While stiff competition and low coal prices are also to blame. the driving force for coal layoffs are the draconian rules drafted by the EPA regarding carbon emissions.
Murray Energy Corp. notified employees it may have to slash as many as 4,400 jobs, or about 80 percent of its workforce, because of a combination of stiff regulations, low coal prices, and an increasingly crowded, competitive energy market. Company officials said it anticipates “massive workforce reductions in September.”
Murray’s owner, Robert Murray, is a stalwart supporter of Donald Trump and a fierce critic of President Barack Obama.
The possible layoffs were “due to the ongoing destruction of the United States coal industry by President Barack Obama, and his supporters, and the increased utilization of natural gas to generate electricity,” the company said in a press statement Friday.
The current coal price benchmark is $40 a ton, or half its level from five years ago, when the top Central Appalachian coal price ebbed at nearly $100 a ton.
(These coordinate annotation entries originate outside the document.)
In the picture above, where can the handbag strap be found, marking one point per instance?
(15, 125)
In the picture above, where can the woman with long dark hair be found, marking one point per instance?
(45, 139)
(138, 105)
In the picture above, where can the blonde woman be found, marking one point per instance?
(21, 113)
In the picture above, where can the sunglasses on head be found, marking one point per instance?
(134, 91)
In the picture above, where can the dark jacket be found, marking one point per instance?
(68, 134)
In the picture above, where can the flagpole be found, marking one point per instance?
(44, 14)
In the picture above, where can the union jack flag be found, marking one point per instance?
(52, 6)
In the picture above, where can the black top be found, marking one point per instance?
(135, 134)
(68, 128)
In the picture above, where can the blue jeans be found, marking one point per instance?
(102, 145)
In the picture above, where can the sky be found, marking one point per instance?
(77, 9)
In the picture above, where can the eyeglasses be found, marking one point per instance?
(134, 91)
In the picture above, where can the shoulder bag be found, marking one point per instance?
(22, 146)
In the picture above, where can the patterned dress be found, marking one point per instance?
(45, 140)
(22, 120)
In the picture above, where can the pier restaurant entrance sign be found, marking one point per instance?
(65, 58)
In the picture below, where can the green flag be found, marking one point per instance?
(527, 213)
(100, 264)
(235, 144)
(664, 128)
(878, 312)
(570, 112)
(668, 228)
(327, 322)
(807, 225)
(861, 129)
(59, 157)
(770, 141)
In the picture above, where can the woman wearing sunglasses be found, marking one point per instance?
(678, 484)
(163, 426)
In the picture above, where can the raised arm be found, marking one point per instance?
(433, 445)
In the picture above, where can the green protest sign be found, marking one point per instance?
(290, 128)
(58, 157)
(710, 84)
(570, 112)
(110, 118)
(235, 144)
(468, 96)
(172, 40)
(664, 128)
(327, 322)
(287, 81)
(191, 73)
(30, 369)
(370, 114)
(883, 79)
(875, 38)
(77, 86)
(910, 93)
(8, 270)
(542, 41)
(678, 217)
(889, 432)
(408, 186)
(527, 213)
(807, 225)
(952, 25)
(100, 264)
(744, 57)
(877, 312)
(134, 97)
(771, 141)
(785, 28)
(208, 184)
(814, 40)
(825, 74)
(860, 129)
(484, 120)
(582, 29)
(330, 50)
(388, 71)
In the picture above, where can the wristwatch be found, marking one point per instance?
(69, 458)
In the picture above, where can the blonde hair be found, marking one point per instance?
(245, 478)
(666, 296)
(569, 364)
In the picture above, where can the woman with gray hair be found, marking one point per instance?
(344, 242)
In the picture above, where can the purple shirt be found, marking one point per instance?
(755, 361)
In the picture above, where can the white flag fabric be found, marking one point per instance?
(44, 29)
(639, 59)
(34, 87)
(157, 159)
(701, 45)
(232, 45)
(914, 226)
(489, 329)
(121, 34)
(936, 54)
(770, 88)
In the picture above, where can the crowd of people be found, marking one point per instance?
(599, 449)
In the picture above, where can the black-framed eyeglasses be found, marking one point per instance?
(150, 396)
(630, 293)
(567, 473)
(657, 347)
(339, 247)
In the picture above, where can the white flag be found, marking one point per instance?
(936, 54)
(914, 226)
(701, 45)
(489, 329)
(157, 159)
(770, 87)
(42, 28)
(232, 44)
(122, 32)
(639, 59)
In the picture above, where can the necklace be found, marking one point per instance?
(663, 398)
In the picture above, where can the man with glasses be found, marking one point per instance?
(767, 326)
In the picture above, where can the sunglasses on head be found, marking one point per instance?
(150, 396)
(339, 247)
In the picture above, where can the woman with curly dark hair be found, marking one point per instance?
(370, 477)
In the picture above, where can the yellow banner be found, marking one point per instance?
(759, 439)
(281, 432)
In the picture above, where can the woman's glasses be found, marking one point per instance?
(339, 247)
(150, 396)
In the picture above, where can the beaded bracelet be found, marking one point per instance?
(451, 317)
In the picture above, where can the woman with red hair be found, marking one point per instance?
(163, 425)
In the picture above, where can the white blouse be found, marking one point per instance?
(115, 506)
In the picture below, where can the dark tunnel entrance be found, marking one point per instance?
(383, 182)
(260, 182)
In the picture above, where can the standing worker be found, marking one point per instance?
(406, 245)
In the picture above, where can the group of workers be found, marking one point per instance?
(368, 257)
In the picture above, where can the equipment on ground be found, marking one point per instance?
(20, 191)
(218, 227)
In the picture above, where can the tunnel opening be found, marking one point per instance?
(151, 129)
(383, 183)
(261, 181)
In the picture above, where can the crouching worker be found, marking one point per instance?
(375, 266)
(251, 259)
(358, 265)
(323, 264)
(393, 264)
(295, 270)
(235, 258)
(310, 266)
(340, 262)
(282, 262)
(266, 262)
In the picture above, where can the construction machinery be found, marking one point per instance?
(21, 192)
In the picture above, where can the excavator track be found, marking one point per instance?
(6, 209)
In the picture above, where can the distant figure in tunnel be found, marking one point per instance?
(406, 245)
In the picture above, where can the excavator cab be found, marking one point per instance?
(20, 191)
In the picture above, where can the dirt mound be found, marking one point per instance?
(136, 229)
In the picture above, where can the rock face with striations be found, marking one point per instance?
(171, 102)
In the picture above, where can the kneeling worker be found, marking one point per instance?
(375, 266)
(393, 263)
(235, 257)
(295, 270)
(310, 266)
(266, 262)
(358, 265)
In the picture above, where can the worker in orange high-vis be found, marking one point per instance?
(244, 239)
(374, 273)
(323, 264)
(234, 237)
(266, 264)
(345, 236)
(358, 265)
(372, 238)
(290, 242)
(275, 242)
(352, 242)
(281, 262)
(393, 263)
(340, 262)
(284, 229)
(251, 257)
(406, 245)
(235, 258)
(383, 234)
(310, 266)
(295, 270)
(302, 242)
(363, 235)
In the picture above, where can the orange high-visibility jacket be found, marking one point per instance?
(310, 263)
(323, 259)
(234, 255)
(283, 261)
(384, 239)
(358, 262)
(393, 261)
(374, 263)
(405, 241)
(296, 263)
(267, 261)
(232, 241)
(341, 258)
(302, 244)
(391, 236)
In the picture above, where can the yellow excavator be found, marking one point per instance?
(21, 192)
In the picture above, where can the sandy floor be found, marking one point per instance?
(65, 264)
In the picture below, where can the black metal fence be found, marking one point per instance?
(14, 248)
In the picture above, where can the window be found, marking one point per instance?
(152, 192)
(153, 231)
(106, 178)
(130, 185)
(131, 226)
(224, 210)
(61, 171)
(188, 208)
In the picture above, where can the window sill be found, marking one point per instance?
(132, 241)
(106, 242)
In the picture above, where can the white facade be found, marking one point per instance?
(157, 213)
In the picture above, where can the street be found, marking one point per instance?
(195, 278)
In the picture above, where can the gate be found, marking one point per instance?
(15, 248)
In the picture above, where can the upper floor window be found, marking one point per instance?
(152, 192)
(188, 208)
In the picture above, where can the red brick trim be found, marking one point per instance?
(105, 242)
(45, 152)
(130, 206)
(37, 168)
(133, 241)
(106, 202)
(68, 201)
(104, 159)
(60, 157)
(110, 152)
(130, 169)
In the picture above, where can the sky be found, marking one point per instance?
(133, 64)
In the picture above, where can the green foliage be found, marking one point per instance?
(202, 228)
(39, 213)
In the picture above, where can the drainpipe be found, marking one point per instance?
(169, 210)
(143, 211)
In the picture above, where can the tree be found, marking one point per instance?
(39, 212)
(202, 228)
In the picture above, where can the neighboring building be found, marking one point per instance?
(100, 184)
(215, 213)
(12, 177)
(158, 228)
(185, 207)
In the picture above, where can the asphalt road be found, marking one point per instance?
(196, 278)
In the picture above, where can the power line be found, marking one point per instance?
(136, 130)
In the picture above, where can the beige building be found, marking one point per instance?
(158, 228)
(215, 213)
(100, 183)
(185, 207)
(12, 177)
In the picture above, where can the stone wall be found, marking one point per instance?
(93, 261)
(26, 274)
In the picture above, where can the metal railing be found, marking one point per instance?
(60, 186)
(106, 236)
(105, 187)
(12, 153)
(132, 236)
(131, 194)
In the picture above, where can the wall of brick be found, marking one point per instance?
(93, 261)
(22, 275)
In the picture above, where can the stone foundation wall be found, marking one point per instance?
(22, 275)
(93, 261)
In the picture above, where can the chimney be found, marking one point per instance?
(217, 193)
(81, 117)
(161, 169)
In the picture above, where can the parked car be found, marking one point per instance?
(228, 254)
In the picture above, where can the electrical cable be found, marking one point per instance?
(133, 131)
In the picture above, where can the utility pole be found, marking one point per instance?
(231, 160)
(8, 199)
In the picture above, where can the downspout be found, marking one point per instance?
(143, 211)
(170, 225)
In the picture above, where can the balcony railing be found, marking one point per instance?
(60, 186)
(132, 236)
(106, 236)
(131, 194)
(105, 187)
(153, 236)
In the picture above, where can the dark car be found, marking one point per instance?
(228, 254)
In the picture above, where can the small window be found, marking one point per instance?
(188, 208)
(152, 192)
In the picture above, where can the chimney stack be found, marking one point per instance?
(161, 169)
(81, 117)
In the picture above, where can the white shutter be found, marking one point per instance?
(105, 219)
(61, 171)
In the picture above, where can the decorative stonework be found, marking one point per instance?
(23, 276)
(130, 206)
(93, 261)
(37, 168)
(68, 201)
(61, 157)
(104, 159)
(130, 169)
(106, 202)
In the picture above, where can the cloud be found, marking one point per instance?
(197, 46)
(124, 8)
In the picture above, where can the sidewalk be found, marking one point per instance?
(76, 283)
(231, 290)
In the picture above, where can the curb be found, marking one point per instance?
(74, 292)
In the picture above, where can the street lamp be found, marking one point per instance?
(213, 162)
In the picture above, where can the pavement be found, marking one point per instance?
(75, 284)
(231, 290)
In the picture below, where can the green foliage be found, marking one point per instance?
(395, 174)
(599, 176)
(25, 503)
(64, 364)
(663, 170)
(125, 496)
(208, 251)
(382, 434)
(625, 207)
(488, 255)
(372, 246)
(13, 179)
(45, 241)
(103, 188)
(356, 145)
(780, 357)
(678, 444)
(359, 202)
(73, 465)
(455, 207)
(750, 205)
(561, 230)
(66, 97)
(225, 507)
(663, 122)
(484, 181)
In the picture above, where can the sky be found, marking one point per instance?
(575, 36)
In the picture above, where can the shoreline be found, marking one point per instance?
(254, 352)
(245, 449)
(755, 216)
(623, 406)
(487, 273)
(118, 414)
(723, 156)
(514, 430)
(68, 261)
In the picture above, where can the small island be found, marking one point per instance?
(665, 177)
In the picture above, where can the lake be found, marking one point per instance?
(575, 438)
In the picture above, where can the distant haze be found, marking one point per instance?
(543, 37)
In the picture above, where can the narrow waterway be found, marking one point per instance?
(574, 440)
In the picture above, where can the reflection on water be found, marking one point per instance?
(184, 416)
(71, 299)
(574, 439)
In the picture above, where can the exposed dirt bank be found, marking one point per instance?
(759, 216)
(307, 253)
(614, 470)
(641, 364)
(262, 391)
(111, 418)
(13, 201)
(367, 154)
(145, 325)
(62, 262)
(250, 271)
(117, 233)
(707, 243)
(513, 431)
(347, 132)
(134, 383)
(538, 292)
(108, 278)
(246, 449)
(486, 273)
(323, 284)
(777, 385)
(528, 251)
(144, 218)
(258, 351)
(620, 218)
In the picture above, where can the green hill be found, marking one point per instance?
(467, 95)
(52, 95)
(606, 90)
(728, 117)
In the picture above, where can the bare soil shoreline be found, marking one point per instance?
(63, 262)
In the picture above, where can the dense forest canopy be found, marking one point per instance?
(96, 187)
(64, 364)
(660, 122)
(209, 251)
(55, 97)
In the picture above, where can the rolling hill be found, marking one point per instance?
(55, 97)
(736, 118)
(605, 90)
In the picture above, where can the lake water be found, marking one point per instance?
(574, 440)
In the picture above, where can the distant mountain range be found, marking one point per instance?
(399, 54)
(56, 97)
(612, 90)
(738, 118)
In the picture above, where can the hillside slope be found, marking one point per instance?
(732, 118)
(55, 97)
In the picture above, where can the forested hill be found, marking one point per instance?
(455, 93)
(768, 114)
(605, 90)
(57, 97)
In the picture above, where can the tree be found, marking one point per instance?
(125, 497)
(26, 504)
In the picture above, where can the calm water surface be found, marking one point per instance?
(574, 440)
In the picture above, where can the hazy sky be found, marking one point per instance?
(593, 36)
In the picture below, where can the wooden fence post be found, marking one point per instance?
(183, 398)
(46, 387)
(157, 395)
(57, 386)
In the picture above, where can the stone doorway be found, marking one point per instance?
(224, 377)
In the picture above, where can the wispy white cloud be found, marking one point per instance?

Another massive coal company, Peabody Energy Corp., was forced to file for Chapter 11 bankruptcy in April, joining the likes of fellow coal country gold standards Arch Coal and Illinois-based Alliance Coal, in contemplating drastic measures to pull itself up and out of the muck and mire. All three Goliaths are struggling in a coal market pummeled by low natural gas prices on one side, and overreaching regulations on the other.
Peabody, which was marked as a bankruptcy risk by regulators prior to the company’s decision, acknowledged it reneged on a $71.1 million interest payment to its lenders, putting in place a month-long grace period.
Much like Arch Coal — which filed for Chapter 11 in January — Peabody’s lenders are asking the once-massive coal producer to restructure its debt through bankruptcy. Arch filed in hopes of keeping $4.5 billion in debt off its financial accounts.
Low coal prices were inevitable once the fracking revolution took hold. Huge amounts of natural gas have been drilled and, with the new anti-coal government rules, have forced a conversion by coal electrical plants to natural gas. This has created a coal glut that has cut prices catastrophically.
Was this necessary? Absolutely not. What are driving the carbon rules is a belief in catastrophic global warming. The rules could have been gradually adopted over a number of years, giving the coal industry time to develop cleaner and more efficient ways of creating energy. But there is a thin veneer of vindictiveness on the part of the administration against fossil fuel producers, blaming them for climate change.
The coal industry was struck down and government is sitting on it to make sure it doesn't rise again.